Notes from the Director’s Desk

It’s difficult to write a first column for a first blog…how does one compress a significant amount of information in a relatively small space and in a pithy yet engaging manner?  Most significantly, how does one choose which aspects of a very rich and varied collection (one that is managed and curated by an experienced and diverse group of individuals!) to emphasize?  Where should I shine a spotlight, when there are so many spotlight-ready materials to highlight and describe?  What’s my hook?

Juan Trippe, the founder and first president of Pan American World Airways, Inc., with noted aviator Charles A. Lindbergh, in 1928.

The hook is: there are many hooks here in the Special Collections Division at the Otto G. Richter Library at the University of Miami.  Fabulous and enticing snares abound to capture and enthrall both research experts and novice students.  You may be interested in our largest and most prominent collections: the 1600+ boxes of materials delineating the lifespan of Pan American World Airlines, one of the world’s most glamorous and important businesses. You can spend hours, days, even years digging through fascinating menus (no charging for pretzels on a six-hour flight on Pan Am), photographs of smiling flight attendants in uniforms reflecting a variety of decades,  designs for terminals, correspondence to and from Charles Lindbergh, and so much more.  Or you can delve into our ever-expanding Conterculture Collection, which features zines, photographs of street art, local small publications, political ephemera, and other varied evidence of the fact that Miami is one of the most interesting, diverse, and challenging cities in the world.

Miami Punk Scene from the Erick Lyle Papers

Let’s not forget that one of our great strengths is the documentation of this beautiful and variegated place we call home.  Our collections of rare books, archives, photographs, posters, maps and other manuscript materials documenting Florida and Miami are among the best in the world.  Here both our University of Miami community and our local and global public (because we are open to the public, from Monday through Friday and from 9-4) can delve into the correspondence of the feisty and articulate eco-warrior Marjorie Stoneman Douglas, peruse a first edition of Theodor de Bry’s Brevis narratio eorum quae in Florida Americae provicia Gallis acciderunt…with its splendid engravings depicting the daily lives and activities of Native American tribes, or leaf through flyers offering glimpses of Miami Beach’s punk band scene (yes, there was and still is one).

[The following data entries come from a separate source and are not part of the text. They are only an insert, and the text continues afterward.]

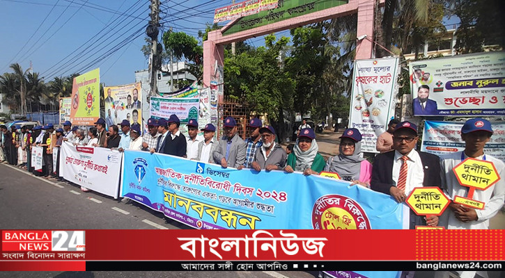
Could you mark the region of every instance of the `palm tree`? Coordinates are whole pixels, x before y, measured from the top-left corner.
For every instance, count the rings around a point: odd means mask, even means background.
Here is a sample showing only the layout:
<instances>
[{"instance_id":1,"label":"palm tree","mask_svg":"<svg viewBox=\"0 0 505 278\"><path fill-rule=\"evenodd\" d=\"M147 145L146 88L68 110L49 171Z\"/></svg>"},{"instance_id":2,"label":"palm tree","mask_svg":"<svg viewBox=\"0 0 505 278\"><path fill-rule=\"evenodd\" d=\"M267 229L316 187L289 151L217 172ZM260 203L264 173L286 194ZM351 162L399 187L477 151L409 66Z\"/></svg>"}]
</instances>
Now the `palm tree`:
<instances>
[{"instance_id":1,"label":"palm tree","mask_svg":"<svg viewBox=\"0 0 505 278\"><path fill-rule=\"evenodd\" d=\"M0 76L0 94L3 94L2 102L13 112L17 111L21 102L18 88L19 84L14 74L6 72Z\"/></svg>"},{"instance_id":2,"label":"palm tree","mask_svg":"<svg viewBox=\"0 0 505 278\"><path fill-rule=\"evenodd\" d=\"M14 74L20 82L18 92L21 98L21 115L25 116L26 115L26 74L30 69L24 72L21 65L17 63L10 64L10 67L14 71Z\"/></svg>"}]
</instances>

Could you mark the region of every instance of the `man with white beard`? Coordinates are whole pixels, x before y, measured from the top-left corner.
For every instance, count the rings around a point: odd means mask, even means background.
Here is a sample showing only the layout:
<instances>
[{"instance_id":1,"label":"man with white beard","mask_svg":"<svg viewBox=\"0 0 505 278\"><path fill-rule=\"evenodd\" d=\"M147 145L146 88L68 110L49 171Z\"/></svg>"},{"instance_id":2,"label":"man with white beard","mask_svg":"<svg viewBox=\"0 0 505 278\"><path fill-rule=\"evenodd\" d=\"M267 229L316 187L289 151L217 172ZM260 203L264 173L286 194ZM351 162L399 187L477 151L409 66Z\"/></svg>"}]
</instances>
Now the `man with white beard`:
<instances>
[{"instance_id":1,"label":"man with white beard","mask_svg":"<svg viewBox=\"0 0 505 278\"><path fill-rule=\"evenodd\" d=\"M265 169L284 170L288 155L284 149L275 144L275 130L272 126L265 126L260 129L260 134L263 143L254 156L252 167L256 171Z\"/></svg>"}]
</instances>

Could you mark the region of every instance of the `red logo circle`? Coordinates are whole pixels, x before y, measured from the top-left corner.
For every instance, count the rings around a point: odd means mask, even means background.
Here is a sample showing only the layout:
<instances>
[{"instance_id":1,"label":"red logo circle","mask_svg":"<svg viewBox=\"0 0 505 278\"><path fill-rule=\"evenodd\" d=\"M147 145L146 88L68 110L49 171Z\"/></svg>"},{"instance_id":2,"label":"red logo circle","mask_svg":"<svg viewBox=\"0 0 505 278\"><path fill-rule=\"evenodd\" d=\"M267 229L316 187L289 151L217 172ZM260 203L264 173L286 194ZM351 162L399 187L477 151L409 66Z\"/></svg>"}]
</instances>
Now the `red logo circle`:
<instances>
[{"instance_id":1,"label":"red logo circle","mask_svg":"<svg viewBox=\"0 0 505 278\"><path fill-rule=\"evenodd\" d=\"M317 229L370 229L366 213L351 198L327 195L318 199L312 209L312 226Z\"/></svg>"}]
</instances>

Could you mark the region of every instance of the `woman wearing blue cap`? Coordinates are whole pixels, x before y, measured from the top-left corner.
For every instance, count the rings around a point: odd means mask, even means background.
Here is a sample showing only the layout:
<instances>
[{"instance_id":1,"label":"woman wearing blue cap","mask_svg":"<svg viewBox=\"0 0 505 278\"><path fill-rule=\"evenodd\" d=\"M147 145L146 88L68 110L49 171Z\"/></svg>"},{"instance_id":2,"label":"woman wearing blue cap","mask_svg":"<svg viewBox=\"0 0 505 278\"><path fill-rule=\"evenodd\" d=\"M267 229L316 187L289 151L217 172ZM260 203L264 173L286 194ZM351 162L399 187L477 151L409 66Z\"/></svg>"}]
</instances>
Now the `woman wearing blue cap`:
<instances>
[{"instance_id":1,"label":"woman wearing blue cap","mask_svg":"<svg viewBox=\"0 0 505 278\"><path fill-rule=\"evenodd\" d=\"M319 174L325 168L325 158L318 153L316 134L312 129L303 129L298 134L293 152L288 156L284 171L303 172L304 174Z\"/></svg>"},{"instance_id":2,"label":"woman wearing blue cap","mask_svg":"<svg viewBox=\"0 0 505 278\"><path fill-rule=\"evenodd\" d=\"M356 129L347 129L340 137L339 155L328 160L325 171L339 174L351 185L370 187L372 165L359 156L362 133Z\"/></svg>"}]
</instances>

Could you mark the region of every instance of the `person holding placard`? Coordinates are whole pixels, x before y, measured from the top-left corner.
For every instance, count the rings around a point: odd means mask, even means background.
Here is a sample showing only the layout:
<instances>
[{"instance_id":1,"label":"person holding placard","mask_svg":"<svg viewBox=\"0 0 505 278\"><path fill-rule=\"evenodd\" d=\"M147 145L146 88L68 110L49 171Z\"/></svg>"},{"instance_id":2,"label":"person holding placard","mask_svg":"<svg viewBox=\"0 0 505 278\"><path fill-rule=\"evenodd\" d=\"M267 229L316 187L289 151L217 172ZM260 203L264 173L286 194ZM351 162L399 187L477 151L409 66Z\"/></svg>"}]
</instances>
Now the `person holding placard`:
<instances>
[{"instance_id":1,"label":"person holding placard","mask_svg":"<svg viewBox=\"0 0 505 278\"><path fill-rule=\"evenodd\" d=\"M488 154L484 154L484 146L491 140L493 131L489 121L474 118L467 120L461 128L461 138L465 141L465 150L442 157L442 180L449 197L469 197L469 188L458 181L453 169L467 158L492 162L501 179L484 190L475 190L472 198L485 203L483 209L469 208L451 202L450 209L444 214L444 223L447 229L489 229L489 220L503 206L505 199L505 164Z\"/></svg>"},{"instance_id":2,"label":"person holding placard","mask_svg":"<svg viewBox=\"0 0 505 278\"><path fill-rule=\"evenodd\" d=\"M487 120L474 118L467 120L461 128L461 138L465 141L465 150L442 156L441 177L442 188L448 193L452 202L449 208L440 217L440 224L452 229L488 229L489 220L499 211L505 200L505 164L488 154L484 153L484 146L491 140L493 134L491 123ZM485 190L472 190L462 186L453 170L467 158L474 158L492 163L498 176L496 183ZM473 191L471 197L469 193ZM483 203L482 209L464 206L454 202L457 197L472 199ZM472 278L476 271L457 271L460 277ZM440 272L436 278L446 277L446 272Z\"/></svg>"}]
</instances>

De Bry, Thedor. Brevis narratio eorum quae in Florida Americae provicia Gallis acciderunt… First Edition. Frankfurt: T. de Bry, 1591.

So how, gentle reader, can I compress the visual and intellectual feasts offered by our many and varied collections into a few paragraphs?

I simply can’t.  The best I can do is to make this offer: come and visit us.  Take the elevator to the eighth floor, sign up at the front desk, and ask one of us to show you something beautiful.  Depending on who you ask, you might be shown a unique artists’ book redolent of exotic spices, a delicate map showing a charmingly imprecise Florida (no wonder there were so many shipwrecks on our shoals in the early years of navigation to the region!), a book of spirit photography from the 1920s from our Jackie Gleason Collection, or a heartbreaking yet business-like register depicting the “increase by birth and decrease by death” of people living in slavery on a plantation in Tobago.  I guarantee that you’ll be back, wanting to turn the pages of delicate scrapbooks depicting long-ago voyages to Caribbean islands, hand-written postcards by Federico Garcia Lorca, haunting images of Miami communities that have been obliterated by greed or well-intentioned urban renewal. We want you to visit, and we want you to return many times. The books, archives, photographs, and other treasures in our collections are here to be used. Come and use them.

Artists’ book
Homo Vulgaris : Finnegans Wake by James Joyce.